In 1986, evolutionary biologist Dr. Joseph Popp infected many people with AIDS, just not the way you might think. “AIDS Information Introductory Diskette” was the world’s first known ransomware attack and was introduced into systems through a floppy disk which Popp mailed to his victims. 30 years later, the bad guys are still relying on human error to bring forward a new generation of even more dangerous ransomware threats. If you’ve missed out on encryption ransomware, lock screen ransomware, master boot record (MBR) ransomware, consider yourself lucky! Dr. Popp defended his hostage taking by explaining that the money was going to the PC Cyborg Corporation for AIDS research. Today’s hostage takers are harder to find and more interested in stealing your money than social causes. These days, if your network, mobile or desktop computer, falls victim to “ransomware” your financial data and business records could be locked with strong encryption along with a demand that you to pay for a key to unlock the files. Are you familiar with Bitcoin and the dark internet?
The evolution of IP connected devices at retail has changed the nature of threat vectors. Today, retailers must be as concerned with their Non-Card Data environment as they are protecting the card data environment. Ransomware is one of the clearest examples of the expanding data security threats. According to an analysis published by Trend Micro the average ransom demanded was approximately $722. Hollywood Presbyterian Medical Center paid $17,000 and The University of Calgary paid $20,000. Trend Micro found the majority of organizations that are infected by ransomware end up paying the ransom. Three-quarters of companies which had not suffered a ransomware infection reported they would not pay up when presented with a data ransom demand. Clearly, people tend to see things differently when they’re the ones in the hot seat. Retailers have millions of dollars in sales at risk, would you pay if your stores where offline?
How big of a problem is ransomware within the C-store space? During this year’s NACS conference at the “Technical Tools of Data Protection” session, Hugh Williams, CIO of Maverick said: “We focus so much on the CDE, but probably the biggest threat out there is ransomware.

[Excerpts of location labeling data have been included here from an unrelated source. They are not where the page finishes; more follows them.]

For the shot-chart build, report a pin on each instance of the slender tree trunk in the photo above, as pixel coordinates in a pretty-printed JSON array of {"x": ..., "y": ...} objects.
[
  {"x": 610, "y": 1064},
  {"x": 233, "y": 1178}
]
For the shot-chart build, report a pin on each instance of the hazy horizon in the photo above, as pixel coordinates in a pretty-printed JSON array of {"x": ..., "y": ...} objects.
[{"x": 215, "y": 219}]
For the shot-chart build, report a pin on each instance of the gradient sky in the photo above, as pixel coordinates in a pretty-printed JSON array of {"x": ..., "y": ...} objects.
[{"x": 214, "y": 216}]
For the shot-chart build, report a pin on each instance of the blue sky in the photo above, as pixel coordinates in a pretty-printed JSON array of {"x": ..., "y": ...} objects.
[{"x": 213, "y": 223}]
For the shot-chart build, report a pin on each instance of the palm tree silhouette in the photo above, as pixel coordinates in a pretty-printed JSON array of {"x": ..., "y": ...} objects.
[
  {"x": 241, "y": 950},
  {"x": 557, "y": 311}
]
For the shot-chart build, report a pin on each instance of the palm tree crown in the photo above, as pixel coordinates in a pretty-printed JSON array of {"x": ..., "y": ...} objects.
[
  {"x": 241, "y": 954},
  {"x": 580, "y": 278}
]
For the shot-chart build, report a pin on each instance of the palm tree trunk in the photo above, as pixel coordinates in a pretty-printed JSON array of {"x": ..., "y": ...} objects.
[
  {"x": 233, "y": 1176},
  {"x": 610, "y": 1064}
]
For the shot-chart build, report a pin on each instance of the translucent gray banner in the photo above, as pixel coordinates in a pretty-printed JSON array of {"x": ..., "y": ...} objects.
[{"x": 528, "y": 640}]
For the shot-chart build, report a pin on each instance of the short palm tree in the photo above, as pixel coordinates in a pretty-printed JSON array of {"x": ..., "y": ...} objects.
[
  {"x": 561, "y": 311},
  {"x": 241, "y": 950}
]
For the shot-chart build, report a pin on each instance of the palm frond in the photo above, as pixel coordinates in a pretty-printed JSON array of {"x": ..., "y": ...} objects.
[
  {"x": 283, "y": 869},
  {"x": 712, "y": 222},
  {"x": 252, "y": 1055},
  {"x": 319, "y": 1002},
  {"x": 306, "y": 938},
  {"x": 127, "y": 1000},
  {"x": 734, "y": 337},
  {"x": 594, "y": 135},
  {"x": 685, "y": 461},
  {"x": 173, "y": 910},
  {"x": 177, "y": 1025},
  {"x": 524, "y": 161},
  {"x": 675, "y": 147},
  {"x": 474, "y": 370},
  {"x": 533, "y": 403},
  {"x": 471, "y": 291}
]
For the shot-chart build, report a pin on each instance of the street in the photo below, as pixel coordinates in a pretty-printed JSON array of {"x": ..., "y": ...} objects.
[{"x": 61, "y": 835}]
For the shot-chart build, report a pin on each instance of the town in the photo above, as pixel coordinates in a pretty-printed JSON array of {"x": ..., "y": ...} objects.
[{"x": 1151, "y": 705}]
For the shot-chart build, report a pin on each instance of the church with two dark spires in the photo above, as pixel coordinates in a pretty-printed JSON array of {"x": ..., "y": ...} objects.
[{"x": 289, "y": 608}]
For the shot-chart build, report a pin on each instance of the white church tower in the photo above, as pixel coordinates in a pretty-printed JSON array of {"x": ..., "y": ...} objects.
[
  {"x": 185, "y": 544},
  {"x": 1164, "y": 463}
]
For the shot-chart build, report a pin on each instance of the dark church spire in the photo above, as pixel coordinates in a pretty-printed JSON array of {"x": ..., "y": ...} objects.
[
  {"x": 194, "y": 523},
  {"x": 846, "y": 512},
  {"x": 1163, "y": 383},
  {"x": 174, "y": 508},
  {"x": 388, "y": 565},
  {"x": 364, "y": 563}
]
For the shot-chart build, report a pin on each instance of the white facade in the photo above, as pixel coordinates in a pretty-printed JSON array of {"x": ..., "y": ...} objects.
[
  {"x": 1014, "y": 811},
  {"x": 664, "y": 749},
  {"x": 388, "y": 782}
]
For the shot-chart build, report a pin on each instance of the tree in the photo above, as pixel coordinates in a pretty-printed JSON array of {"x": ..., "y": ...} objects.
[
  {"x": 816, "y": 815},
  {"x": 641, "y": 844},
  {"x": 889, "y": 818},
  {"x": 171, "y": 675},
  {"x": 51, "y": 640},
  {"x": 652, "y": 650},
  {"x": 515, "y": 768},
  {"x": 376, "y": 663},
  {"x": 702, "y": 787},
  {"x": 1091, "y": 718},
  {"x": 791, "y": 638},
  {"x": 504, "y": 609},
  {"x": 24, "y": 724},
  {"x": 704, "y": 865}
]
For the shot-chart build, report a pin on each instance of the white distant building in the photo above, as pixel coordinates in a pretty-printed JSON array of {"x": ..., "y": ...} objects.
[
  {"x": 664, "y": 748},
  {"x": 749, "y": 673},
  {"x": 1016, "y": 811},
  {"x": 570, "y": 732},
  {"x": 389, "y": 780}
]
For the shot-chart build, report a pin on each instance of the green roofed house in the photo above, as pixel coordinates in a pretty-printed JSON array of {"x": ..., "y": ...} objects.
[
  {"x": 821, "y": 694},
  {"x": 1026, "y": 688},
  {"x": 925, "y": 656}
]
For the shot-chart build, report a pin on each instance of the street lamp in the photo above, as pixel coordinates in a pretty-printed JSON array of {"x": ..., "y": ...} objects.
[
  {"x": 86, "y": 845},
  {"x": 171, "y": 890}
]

It’s looking for ingress right now. They are not some much interested in your card data, they want your other stuff”. When the room was asked who had been attacked by ransomware, nearly a dozen retailers raised their hand.
Protecting yourself from ransomware attacks, or how not to be the next ransomware victim, is a major challenge. The first step is to understand that this challenge is beyond the scope of PCI and your POS. Ransomware finds its way into your environment in a number of ways. Two common threat vectors are leveraging iOT devices or tricking people to inadvertently undermining the security of their device, like enabling a marco on a windows document.
Stopping employees from opening the door to the bad guys takes “people and process”. Maintaining a secure network that closes the door to the bad guys requires good tools and proper scanning and patching. Management often doesn’t prioritize internet security until it’s too late. CIO’s work to develop ROI analysis to drive budget for investment network security. CEO’s need be educated on protecting the business from internet threats like ransomware, and having a full disaster recovery scenario that is fully backed up and periodically tested. To harden defenses against ransomware attacks, retailers can adopt policy changes. IT departments can close the door by expanding the objectives of data security beyond PCI with an emphasis on scanning and patching outside of the card data environment. In the c-store business, iOT is only growing. Are your pumps IP enabled?